Een land van extremen
In 2019 overstroomde zelfs een derde van het land. Nóg meer mensen kwamen toen terecht in een cyclus van armoede, honger en geweld. “Er zijn zoveel uitdagingen hier. Alles is een struggle, maar de veerkracht van de mensen hier is ongelofelijk”, vertelt Desmond.

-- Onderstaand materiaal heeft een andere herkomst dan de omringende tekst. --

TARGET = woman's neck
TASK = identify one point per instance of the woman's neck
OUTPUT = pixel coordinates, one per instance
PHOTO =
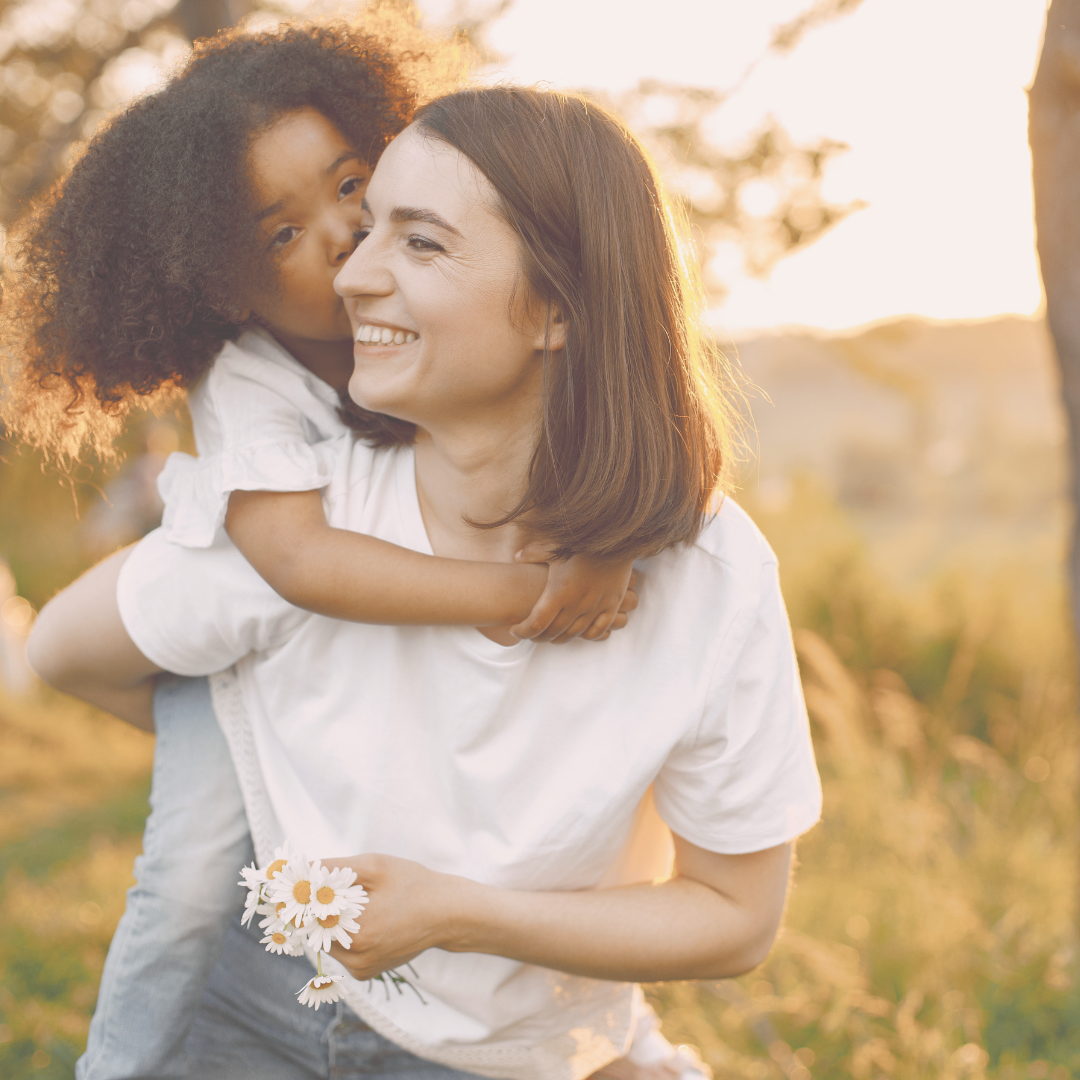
(477, 472)
(329, 361)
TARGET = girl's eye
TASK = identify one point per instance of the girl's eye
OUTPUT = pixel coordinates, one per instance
(351, 186)
(283, 235)
(422, 244)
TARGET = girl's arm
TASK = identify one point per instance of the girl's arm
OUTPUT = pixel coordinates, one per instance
(716, 917)
(80, 646)
(285, 537)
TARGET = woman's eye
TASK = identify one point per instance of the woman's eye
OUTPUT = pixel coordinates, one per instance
(422, 244)
(351, 186)
(283, 235)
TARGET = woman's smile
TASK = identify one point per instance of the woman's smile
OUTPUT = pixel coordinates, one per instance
(380, 335)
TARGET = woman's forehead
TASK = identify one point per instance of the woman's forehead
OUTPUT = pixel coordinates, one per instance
(418, 170)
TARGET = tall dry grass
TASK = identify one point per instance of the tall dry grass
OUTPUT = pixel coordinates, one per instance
(930, 931)
(931, 928)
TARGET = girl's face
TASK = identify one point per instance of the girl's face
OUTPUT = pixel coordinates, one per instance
(439, 273)
(309, 184)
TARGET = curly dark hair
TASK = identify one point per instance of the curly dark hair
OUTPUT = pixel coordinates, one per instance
(125, 280)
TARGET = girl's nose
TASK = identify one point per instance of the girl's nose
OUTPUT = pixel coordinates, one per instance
(341, 240)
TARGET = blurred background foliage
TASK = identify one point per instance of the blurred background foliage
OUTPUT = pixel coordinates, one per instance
(910, 478)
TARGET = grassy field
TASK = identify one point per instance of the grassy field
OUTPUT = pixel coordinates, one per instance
(930, 931)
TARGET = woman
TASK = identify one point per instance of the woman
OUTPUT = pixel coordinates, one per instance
(500, 793)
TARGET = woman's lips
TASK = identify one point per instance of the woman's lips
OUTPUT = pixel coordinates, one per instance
(369, 334)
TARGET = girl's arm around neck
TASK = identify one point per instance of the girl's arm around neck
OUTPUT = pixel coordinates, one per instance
(79, 645)
(716, 917)
(345, 575)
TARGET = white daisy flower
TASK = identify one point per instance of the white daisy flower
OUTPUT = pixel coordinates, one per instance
(322, 988)
(251, 906)
(295, 886)
(281, 942)
(335, 892)
(254, 876)
(322, 933)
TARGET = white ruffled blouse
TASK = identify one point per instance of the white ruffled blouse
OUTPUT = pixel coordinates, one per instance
(262, 422)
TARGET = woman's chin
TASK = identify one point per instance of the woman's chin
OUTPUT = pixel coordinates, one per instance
(389, 404)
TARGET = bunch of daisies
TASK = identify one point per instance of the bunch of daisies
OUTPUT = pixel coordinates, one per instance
(305, 903)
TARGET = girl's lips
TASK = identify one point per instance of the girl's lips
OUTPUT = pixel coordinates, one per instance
(369, 334)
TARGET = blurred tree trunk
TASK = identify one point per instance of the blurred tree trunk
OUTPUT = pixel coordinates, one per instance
(203, 18)
(1054, 134)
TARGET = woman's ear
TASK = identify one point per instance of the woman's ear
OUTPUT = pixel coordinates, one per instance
(551, 329)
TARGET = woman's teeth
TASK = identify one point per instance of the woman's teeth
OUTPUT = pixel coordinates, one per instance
(383, 335)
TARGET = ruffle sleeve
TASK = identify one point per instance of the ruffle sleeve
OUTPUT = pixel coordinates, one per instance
(196, 490)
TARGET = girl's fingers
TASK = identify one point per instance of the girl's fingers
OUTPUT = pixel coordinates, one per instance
(599, 628)
(540, 618)
(558, 626)
(578, 626)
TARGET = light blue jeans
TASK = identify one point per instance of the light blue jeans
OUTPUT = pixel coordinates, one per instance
(251, 1026)
(186, 991)
(185, 895)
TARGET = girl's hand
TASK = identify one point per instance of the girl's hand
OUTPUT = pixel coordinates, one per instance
(584, 596)
(410, 908)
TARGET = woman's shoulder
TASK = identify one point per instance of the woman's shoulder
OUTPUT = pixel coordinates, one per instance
(731, 538)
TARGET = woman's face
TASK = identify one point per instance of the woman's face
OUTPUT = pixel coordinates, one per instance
(437, 272)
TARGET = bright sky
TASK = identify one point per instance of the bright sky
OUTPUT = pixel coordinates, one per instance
(928, 93)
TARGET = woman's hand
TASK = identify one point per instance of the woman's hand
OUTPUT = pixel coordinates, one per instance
(716, 917)
(410, 908)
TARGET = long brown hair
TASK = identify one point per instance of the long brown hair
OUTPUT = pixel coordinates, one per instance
(633, 446)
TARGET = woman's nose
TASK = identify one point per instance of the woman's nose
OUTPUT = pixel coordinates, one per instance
(364, 272)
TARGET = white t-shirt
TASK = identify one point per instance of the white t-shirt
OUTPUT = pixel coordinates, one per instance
(262, 422)
(527, 767)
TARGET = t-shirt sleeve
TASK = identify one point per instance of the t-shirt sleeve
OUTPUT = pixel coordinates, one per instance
(745, 780)
(275, 435)
(198, 611)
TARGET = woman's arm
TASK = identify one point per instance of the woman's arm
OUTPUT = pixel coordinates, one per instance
(716, 917)
(345, 575)
(80, 646)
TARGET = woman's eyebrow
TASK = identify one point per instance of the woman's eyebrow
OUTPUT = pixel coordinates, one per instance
(348, 156)
(402, 214)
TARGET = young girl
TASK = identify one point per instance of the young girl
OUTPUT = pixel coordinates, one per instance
(194, 245)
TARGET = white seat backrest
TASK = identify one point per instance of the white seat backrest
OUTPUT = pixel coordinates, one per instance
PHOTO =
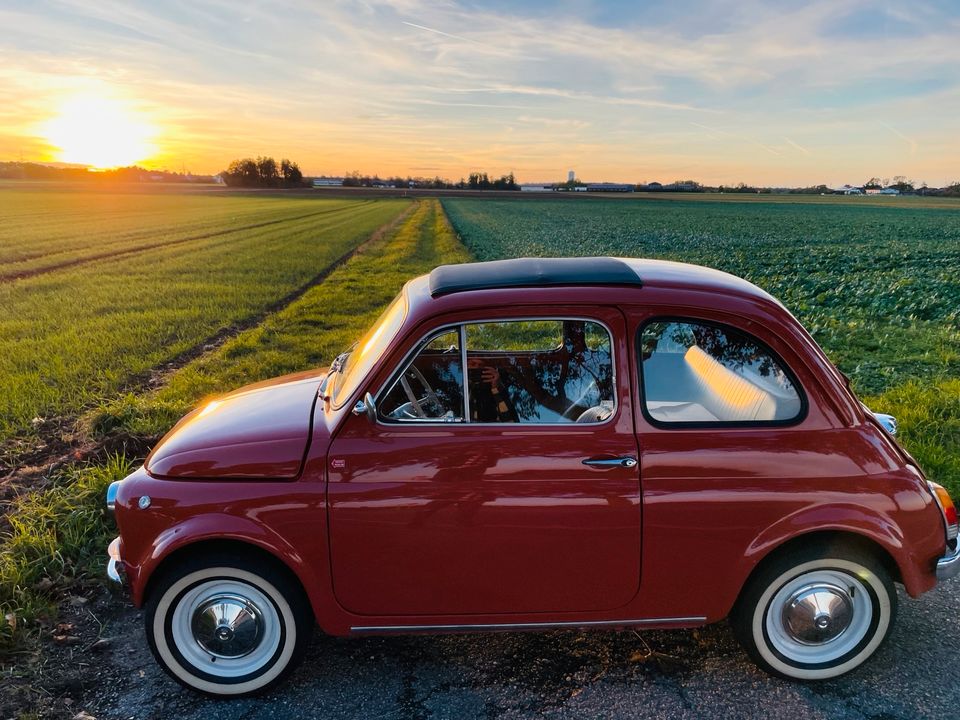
(725, 393)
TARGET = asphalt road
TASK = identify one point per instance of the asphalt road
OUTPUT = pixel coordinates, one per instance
(561, 674)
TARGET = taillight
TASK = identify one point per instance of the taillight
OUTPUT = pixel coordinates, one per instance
(947, 507)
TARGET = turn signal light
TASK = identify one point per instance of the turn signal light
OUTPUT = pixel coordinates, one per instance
(947, 507)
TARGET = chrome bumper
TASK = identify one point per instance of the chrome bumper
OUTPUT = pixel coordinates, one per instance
(949, 565)
(115, 564)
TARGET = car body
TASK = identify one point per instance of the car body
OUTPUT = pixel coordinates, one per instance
(637, 443)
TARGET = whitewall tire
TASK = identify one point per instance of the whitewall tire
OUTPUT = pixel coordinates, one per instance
(816, 613)
(227, 627)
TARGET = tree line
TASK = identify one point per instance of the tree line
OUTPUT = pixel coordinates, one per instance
(262, 172)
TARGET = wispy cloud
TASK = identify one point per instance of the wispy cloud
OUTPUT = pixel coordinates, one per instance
(797, 146)
(444, 34)
(778, 93)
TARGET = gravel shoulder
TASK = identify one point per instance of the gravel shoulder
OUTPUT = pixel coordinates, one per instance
(562, 674)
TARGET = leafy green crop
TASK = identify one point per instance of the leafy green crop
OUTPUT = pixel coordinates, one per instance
(877, 285)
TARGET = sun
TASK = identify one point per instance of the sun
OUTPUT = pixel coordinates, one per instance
(99, 131)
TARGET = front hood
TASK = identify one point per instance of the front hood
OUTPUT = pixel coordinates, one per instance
(258, 431)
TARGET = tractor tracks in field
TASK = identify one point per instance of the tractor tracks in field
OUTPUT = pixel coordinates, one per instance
(22, 467)
(123, 253)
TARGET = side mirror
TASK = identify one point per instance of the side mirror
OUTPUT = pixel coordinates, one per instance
(366, 407)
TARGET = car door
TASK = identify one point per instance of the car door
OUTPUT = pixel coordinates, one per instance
(481, 509)
(734, 440)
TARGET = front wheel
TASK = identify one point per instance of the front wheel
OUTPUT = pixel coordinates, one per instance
(227, 627)
(816, 613)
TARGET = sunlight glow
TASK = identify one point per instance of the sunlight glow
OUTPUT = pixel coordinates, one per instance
(100, 131)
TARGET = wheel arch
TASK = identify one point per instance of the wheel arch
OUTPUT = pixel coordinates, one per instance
(826, 538)
(221, 547)
(223, 534)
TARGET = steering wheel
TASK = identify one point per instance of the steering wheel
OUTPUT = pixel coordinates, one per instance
(415, 402)
(576, 407)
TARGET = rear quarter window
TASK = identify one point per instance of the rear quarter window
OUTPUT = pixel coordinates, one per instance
(699, 373)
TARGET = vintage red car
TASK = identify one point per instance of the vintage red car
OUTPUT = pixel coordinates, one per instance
(528, 444)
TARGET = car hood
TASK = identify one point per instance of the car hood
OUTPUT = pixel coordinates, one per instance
(258, 431)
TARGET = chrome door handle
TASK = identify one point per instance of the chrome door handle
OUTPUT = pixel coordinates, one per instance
(611, 462)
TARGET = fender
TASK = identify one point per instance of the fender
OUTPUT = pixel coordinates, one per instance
(864, 521)
(222, 526)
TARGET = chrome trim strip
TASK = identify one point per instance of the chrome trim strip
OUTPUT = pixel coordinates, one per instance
(465, 378)
(531, 626)
(949, 565)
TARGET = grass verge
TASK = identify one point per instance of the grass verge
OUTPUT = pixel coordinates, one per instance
(307, 333)
(57, 538)
(928, 414)
(58, 535)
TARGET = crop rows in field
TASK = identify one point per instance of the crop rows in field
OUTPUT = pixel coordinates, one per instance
(878, 286)
(75, 335)
(308, 333)
(30, 245)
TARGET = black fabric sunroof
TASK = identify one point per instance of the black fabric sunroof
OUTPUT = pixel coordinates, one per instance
(531, 272)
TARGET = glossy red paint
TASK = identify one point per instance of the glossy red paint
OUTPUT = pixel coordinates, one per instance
(458, 525)
(260, 431)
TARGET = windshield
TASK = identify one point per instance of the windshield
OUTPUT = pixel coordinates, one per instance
(355, 366)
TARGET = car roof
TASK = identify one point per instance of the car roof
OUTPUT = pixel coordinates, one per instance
(627, 273)
(531, 272)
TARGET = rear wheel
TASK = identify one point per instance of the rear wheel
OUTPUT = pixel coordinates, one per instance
(816, 613)
(227, 627)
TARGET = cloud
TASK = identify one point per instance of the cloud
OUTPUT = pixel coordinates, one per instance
(390, 84)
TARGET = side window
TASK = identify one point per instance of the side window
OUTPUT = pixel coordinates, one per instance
(539, 371)
(430, 386)
(704, 373)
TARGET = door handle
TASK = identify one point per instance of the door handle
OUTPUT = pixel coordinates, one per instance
(611, 462)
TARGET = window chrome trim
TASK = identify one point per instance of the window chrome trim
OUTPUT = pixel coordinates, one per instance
(684, 620)
(436, 422)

Het Nederlandse Rode Kruis werkt in Zuid-Soedan nauw samen met het Zuid-Soedanese Rode Kruis aan diverse projecten, waaronder gezondheidszorg, financiële hulp en water- en sanitaire voorzieningen. Desmond legt uit: “We investeren niet alleen in noodhulp, maar ook in preventieve maatregelen, zodat mensen weerbaarder zijn bij rampen. Als onderdeel van het ‘Chronisch crisisproject’ bieden we bijvoorbeeld trainingen aan en ondersteunen we mensen bij het opzetten van een eigen bedrijf, zodat ze zelfvoorzienend kunnen worden en minder afhankelijk zijn van hulp.”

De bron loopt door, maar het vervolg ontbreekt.